Newton has had a secretive past, conducts business in an eccentric way, but is diligently trying to do justice to the wishes of both him and Smith, and to us the shareholders.
Therein lies the crunch. It doesn't matter how big rcc holdings becomes, or how successful rcc/iws performs, from an investor's standpoint, if the stock becoms too diluted, then it becomes an unsuccessful investment.
Newton says he has not sold shares to retail, used them only for making deals, and that shorters have sold so-called phantom shares.
If one believes Newton, as I do, then one supports his efforts here. If one does not believe Newton, I really don't see why that person is even here, except for that altruist who simply can't help himself.
I make exception for that investor who once was enthusiastic about rcch but has through his own due diligence turns a now-jaundiced eye toward educating current investors and newbie potential investors to his findings. He belongs here as much as those of us do who haven't lost our enthusiasm.

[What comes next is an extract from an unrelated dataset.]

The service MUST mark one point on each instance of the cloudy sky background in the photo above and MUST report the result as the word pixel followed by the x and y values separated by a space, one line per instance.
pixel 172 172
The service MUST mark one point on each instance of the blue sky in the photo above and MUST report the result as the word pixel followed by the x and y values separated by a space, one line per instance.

RCCH is a gamble, as are all penny investments. But this country needs new small companies to create employment, and new wastewater treatment companies to meet the damand of the future.
I will continue to support it, knowing full well the gamble I'm taking financially.
There will be others who continue to pour negative energy onto this board. It is the easiest thing in the world to do.
Thank you again Worktoplay, it good to see you haven't lost your ability to use the English language as well as anyone I've met on these boards.